Rogério Furquim Werneck: O Globo
Para sair de um atoleiro, é preciso calma, engenho e arte. Improvisar e
tentar sair na marra costuma ser receita certa para afundar ainda mais
na lama. Dilma Rousseff que o diga.
Conseguirá Michel Temer tirar a economia brasileira do enorme atoleiro
em que Dilma a deixou? Tomara que sim. Mas é bom não ter ilusões sobre
as proporções do desafio que tem pela frente, a exiguidade do tempo com
que efetivamente conta, a precariedade dos recursos políticos a que terá
de recorrer e as problemáticas fragilidades inerentes a seu governo.
Em meio a todas essas dificuldades, é animador constatar que o novo
governo parece ter percebido, com muita clareza, que o âmago do
gigantesco desafio que terá de enfrentar é a penosa reconstrução das
finanças públicas. E ainda mais animador saber que o núcleo da nova
equipe econômica, em Brasília, contará com profissionais tão
qualificados como Ilan Goldfajn, Mansueto Almeida, Marcelo Caetano e
Marcos Mendes.
Tendo em vista a devastação do quadro fiscal, ninguém espera, em sã
consciência, que o reparo possa ser feito num par de anos. O que, sim,
talvez se possa esperar é que o governo seja capaz de promover um choque
de confiança decisivo, que desencadeie um círculo virtuoso que, aos
poucos, na esteira de melhora persistente das contas públicas, permita
vislumbrar a restauração da sustentabilidade fiscal em prazo um pouco
mais longo.
Trata-se de viabilizar uma sequência de medidas que possam dar sinais
críveis de que a deterioração das contas públicas pode ser revertida. E
de que o novo presidente está efetivamente empenhado na mudança do
regime fiscal. O ideal seria que o governo pudesse anunciar essa
sequência de medidas tão logo quanto possível, mesmo tendo em conta que
muitas delas não poderão ser implementadas de imediato. Um plano de jogo
claramente explicitado, que eliminasse temores de surpresas e
improvisações, seria um grande avanço.
É inevitável que boa parte dessas medidas requeira a aprovação de
emendas constitucionais, que podem colocar à prova o apoio do novo
governo no Congresso e exigir mais tempo do que Temer efetivamente tem.

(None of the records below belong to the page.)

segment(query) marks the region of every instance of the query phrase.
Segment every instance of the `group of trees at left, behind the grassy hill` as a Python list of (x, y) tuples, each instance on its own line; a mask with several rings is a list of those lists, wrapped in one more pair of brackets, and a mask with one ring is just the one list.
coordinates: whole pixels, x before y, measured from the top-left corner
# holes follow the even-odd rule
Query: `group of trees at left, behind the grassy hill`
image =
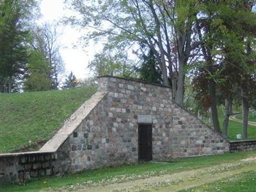
[[(40, 17), (39, 3), (37, 0), (0, 1), (1, 93), (60, 88), (64, 63), (58, 24), (35, 23)], [(76, 79), (72, 78), (68, 81)]]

Caso Dilma seja afastada de vez, como parece provável, Temer terá pouco
mais de 31 meses de mandato. E, de agora até outubro, terá de lidar com
um calendário atribulado, fadado a lhe dificultar as negociações com o
Congresso, exatamente quando elas deveriam ser mais intensas:
interinidade até pelo menos setembro, quando o Senado deverá se
pronunciar sobre o impeachment, paralisação parcial do país com as
Olimpíadas e mobilização dos parlamentares com as eleições municipais, a
partir de agosto. O ano de 2017 poderá ser menos conturbado. Mas, já em
meados do ano seguinte, o Congresso estará totalmente mobilizado com as
eleições de 2018.
Temer pode ficar tentado a se animar com a lembrança de que Itamar
Franco contava, de início, com um mandato ainda mais curto, de 27 meses.

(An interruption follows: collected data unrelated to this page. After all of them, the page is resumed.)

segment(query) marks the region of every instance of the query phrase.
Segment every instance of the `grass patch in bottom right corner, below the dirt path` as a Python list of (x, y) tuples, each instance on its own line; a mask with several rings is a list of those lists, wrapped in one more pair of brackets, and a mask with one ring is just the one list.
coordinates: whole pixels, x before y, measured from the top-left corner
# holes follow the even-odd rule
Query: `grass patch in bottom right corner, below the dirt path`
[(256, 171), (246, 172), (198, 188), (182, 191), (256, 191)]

E de que ainda se deu ao luxo de dilapidar os primeiros sete,
permitindo-se nomear nada menos que quatro ministros da Fazenda entre
outubro de 1992 e maio de 1993. Foi nos 20 meses restantes que o Plano
Real pôde ser concebido e implementado com grande sucesso. Mas é preciso
ter em conta que as dificuldades de viabilização do Plano Real foram de
natureza distinta. Não envolveram um esforço de reconstrução fiscal tão
problemático como o que Temer agora tem pela frente.
Tampouco teve o governo Itamar de lidar com fatores de risco tão sérios
como os que agora terão de ser enfrentados. Temer terá de governar sob o
espectro da perda de mandato por decisão do Tribunal Superior
Eleitoral. E terá de conviver com a probabilidade, nada desprezível, de
que os desdobramentos da Lava-Jato e de operações similares acabem
afetando as possibilidades da condução da política econômica, seja pelos
efeitos diretos que poderão ter sobre o governo, seja pelos abalos que
poderão provocar na bancada governista no Congresso.
Fácil não será. Mas não há dúvida de que o quadro se tornou bem mais promissor.